Thermal plants facing critical coal shortage
27 Aug 2014
The public sector thermal plants of Punjab are facing the worst-ever coal crisis as two projects have stocks for just three days each and the third one has supplies for seven days.
As per Central Electricity Authority (CEA) guidelines, at least 20 days' stock is required to run the thermal plants smoothly. Guru Hargobind Thermal Plant at Lehra Mohabbat and the Ropar project have coal stocks for three days whereas Guru Nanak Dev plant at Bathinda has stocks for a week.
The three plants produce 2640MW power ? Ropar plant's six units produce 1260MW, Lehra Mohabbat project's four units give 920MW and Bathinda's four units 460MW.
Around 40,000 tonne coal is required everyday in the three plants. A senior functionary of PSEB Engineers' Association said the coal stocks at the plants are at its lowest in many years. Though the coal stocks are being recorded much lower than required for the past many months the stocks on Tuesday was at its lowest in years. If sufficient supplies are not provided the plants could stop production.

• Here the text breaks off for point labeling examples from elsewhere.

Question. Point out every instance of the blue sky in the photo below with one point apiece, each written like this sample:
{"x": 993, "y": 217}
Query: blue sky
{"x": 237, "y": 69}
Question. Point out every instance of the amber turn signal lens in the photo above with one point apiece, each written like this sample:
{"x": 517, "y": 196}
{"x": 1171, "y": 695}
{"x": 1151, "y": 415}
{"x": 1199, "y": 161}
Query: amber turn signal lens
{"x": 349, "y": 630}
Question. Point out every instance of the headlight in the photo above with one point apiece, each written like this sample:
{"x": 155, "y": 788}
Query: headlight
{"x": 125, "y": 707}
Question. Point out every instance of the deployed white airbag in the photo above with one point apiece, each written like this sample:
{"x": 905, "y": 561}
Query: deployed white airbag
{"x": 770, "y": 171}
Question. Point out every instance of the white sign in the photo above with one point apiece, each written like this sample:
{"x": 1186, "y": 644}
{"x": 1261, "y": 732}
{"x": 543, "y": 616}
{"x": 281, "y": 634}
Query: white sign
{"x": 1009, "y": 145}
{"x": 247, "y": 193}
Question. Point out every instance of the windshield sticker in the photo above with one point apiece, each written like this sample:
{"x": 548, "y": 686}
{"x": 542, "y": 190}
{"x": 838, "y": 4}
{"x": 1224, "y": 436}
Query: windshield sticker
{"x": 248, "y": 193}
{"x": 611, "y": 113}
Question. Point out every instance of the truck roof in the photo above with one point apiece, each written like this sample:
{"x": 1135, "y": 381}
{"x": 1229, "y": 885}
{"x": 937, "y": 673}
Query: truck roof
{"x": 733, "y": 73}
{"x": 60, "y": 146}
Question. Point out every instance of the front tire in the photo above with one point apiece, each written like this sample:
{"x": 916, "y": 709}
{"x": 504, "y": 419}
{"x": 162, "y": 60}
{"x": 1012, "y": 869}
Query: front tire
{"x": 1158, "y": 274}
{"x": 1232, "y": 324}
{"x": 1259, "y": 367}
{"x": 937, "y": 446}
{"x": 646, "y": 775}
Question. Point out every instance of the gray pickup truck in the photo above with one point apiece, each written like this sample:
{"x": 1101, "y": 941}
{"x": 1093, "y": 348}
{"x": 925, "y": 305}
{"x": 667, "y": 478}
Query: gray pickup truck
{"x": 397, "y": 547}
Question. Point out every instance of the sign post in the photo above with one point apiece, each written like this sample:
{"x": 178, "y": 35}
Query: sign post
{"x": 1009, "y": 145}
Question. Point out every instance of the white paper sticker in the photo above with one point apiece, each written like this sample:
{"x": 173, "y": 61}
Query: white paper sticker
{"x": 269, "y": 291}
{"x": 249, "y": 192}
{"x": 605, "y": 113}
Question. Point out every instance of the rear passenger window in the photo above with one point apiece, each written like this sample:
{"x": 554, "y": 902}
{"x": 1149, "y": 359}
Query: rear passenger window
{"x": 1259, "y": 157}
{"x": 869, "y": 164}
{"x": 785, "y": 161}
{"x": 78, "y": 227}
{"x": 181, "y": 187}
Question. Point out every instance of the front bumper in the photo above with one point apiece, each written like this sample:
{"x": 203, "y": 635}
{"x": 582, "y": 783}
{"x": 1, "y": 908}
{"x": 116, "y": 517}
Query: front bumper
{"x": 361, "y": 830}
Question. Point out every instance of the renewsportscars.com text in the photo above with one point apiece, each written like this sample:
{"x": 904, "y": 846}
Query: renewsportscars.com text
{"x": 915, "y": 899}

Lehra Mohabbat thermal plant chief engineer S K Puri confirmed the plant is short of coal stocks. "The stocks are enough for three-and-a-half days now. We are getting three-four rakes daily and this quantity is getting consumed on daily basis," he said.
An official of the Punjab State Power Corporation said the corporation has requested the coal supply firm PANEM to increase the supplies.